GEORGIE ANNE GEYER Bush's foreign policy is unrealistic
WASHINGTON -- This week, as the "six-month war" in Iraq enters its fourth year, several events have come together that tell us what led to this war -- and where it is going. It is worthwhile to examine them, if we ever want to get out of the tortuous quicksands of the Near East.
First, the unmourned death of Slobodan Milosevic in his prison cell in The Hague unceremoniously ended the saga of the bloodshed in the Balkans between 1991 and 1995. Milosevic comes across clearly to the world, finally, as merely an ethnic opportunist pitting Serbs against the world in order to hold power in a collapsing Yugoslavia.
But it was the actions of the West in response to this first holocaust in Europe since World War II that led to the Iraq war. We Americans were not any heroes, as at least 250,000 people were killed by Milosevic's marauders, but it was the Western Europeans who came out as the quintessential cowards: As country after country sent in "even-handed" peacekeepers, who pretended that both sides were equally at fault, Europe gave Serbia the go-ahead to ethnically cleanse the Balkans.
Ideological advisers
It was that picture of a Europe supposedly in decline -- obviously in denial about the use of power -- that led in great part to the Bush administration's later invasion in the Middle East. It led its leading ideological advisers, the neocons, to swell with pride that America could "do it" in Iraq, whereas "Old Europe" could do nothing, anywhere. Thus, the triumphant march to Baghdad on March 19, 2003.

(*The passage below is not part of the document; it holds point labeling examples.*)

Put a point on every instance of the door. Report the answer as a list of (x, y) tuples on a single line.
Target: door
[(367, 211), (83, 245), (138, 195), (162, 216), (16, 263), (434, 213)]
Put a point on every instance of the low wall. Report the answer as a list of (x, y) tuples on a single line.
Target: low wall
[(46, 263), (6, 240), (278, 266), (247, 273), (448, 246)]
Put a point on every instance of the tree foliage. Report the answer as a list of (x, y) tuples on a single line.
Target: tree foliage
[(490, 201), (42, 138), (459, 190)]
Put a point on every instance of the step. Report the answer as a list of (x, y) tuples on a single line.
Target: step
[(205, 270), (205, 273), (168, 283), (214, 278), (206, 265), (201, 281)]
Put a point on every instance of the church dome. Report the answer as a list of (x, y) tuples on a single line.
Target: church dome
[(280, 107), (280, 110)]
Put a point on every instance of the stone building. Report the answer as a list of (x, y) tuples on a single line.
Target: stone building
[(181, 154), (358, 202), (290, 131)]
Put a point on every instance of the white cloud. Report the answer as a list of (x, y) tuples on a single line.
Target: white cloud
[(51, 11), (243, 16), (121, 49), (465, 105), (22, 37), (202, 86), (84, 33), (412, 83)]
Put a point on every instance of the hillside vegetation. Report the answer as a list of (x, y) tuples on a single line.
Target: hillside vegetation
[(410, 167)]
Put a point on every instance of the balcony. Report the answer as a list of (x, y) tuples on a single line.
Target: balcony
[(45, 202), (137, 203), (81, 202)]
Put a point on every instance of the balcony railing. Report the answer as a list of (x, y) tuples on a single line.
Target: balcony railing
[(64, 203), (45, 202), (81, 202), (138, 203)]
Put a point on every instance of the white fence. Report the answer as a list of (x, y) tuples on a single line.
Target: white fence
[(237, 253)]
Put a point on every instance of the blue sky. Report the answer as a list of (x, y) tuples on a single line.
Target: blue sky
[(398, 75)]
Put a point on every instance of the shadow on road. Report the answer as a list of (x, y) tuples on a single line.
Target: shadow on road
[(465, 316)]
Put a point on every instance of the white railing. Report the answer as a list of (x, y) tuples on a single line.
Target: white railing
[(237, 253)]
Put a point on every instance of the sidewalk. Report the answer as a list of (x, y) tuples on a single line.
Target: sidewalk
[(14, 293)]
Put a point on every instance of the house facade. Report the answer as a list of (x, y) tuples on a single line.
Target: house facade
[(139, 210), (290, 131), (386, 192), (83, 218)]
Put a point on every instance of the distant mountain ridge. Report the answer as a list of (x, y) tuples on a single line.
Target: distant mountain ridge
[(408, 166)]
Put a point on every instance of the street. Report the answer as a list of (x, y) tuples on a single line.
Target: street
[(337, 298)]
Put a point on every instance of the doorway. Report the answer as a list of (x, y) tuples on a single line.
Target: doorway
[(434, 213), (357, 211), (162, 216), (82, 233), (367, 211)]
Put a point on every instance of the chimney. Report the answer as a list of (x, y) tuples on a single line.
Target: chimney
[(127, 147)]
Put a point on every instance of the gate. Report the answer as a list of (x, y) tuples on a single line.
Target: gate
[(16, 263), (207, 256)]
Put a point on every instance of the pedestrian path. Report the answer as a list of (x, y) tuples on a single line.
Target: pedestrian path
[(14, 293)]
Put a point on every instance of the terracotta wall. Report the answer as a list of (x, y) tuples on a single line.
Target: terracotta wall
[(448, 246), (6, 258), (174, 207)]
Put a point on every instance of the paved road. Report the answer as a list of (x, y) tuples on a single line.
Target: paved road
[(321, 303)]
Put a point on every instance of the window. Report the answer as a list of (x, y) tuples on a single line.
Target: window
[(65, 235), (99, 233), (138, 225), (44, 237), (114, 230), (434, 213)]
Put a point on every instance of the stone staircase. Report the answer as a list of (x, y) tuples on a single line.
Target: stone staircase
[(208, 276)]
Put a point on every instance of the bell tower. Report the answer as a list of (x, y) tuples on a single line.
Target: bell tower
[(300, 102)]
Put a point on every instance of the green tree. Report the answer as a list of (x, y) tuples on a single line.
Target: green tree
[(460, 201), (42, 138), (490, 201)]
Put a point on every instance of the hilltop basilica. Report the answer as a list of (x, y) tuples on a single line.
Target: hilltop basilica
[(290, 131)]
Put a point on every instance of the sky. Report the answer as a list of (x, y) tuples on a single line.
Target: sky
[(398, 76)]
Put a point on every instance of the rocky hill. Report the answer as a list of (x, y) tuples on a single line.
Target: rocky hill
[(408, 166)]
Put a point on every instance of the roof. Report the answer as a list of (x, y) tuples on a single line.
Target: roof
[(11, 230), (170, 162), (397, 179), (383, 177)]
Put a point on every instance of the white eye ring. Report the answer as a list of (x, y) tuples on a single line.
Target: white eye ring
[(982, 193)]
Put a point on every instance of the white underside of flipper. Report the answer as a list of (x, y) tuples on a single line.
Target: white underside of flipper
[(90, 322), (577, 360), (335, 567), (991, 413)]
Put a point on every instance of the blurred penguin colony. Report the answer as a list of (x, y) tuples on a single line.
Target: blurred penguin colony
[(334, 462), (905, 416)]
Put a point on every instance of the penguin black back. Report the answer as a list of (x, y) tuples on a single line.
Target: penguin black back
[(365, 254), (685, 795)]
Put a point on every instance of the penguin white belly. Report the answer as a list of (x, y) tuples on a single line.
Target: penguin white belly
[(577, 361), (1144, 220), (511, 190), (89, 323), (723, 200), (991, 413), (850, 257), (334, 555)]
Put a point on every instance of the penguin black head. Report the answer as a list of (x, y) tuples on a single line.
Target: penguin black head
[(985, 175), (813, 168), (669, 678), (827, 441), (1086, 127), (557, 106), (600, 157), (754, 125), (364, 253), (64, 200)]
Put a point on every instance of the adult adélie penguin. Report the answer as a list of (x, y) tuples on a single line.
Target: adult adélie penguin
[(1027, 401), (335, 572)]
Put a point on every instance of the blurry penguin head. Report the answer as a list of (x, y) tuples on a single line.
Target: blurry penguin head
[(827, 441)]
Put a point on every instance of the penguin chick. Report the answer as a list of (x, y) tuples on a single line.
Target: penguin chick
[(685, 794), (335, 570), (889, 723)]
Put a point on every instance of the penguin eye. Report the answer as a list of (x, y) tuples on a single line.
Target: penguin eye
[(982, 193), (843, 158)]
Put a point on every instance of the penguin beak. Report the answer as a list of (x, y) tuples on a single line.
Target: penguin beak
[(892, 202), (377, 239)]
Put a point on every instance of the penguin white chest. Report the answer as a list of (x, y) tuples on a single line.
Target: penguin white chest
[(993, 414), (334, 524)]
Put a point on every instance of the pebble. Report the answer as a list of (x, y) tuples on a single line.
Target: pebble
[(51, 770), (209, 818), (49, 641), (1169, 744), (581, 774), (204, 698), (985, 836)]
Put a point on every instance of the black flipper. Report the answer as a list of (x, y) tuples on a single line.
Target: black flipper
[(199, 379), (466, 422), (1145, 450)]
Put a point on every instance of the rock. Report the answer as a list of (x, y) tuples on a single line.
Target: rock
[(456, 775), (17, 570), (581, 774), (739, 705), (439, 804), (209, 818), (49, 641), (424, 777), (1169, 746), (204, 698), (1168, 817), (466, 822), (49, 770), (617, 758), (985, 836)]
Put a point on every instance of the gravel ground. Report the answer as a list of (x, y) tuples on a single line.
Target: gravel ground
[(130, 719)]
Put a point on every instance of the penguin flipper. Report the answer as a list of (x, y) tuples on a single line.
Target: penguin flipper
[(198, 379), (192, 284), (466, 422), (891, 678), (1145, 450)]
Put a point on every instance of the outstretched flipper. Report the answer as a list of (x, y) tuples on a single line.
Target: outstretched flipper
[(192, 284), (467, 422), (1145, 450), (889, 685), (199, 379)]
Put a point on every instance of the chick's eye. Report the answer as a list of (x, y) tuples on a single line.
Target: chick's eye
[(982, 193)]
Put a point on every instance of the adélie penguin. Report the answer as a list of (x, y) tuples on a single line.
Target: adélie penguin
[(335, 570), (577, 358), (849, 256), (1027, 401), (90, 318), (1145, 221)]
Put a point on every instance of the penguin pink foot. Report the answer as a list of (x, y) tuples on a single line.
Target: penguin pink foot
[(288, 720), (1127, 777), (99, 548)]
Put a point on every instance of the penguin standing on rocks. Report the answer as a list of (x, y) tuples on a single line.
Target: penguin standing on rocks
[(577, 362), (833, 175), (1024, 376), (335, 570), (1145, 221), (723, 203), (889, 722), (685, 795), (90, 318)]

Now, fast-forward to Baghdad today. As the war that was to end in six months totters on the brink of civil war three bitter years later, where does the United States stand now with regard to the Bush administration's policy of using force unilaterally, of cutting out allies and of utter disdain for cultural or historical realities?
Well, the president says that a relatively democratic, relatively peaceful Iraq is still possible; but then you hear the generals ...
"We are not killing them faster than they are being created," Brig. Gen. Robert L. Caslen, the Pentagon's deputy director for the war on terrorism, soberly told the Woodrow Wilson Center last week, warning that the war could take decades to resolve. Indeed, more and more military and civilian analysts are saying that Iraq already is IN a civil war; in the polls, 77 percent of Americans now agree.
Over these last three years, the core ideological tenets of the administration have tumbled over themselves like Vietnam's infamous "dominos." First, the great six-month period of glory went; then the much-awaited cries of welcome were little heard; the idea of instant democracy got lost in cruel reality; and finally we end up where we are now, trying to give artificial "roots" to an artificial government, while fearful Iraqis return to their old roots for safety in the chaos.
Finally, most moderate Arab countries are left shaking their heads, as the United States, riven with administration-inspired fear of Arabs, turns down a moderate and promising economic partner, Dubai, in the failing ports deal, exactly the kind of country we should encourage.
United Europe
But there is one more failed tenet. It was particularly Vice President Dick Cheney's favorite -- that with such massive use of power, the United States would/could/should stand alone as "the" power of the world, assailed by no one. Instead, you see other centers of power asserting themselves everywhere -- and inevitably: Iran, awakened by the U.S. invasion next door, talking to Venezuela; China becoming the major power in Asia; a united Europe going its own way.
What do we do next? How do we get out? Even I, who was prematurely against the Iraq war by about nine months, if only because I knew the country's bitter history, do not now favor abandoning the country to its poisonous internal anarchy.
In this case, today's viewpoint of the generals is probably correct: Gradually pull out, hope against hope that the Iraqis can secure themselves now that we've destroyed the institutions they had, and in time put this behind us, another semi-Vietnam.
But the problem is that, even while the talk is far more genteel and diplomatic under Secretary of State Condoleezza Rice, the ultimate goals of the administration remain the same.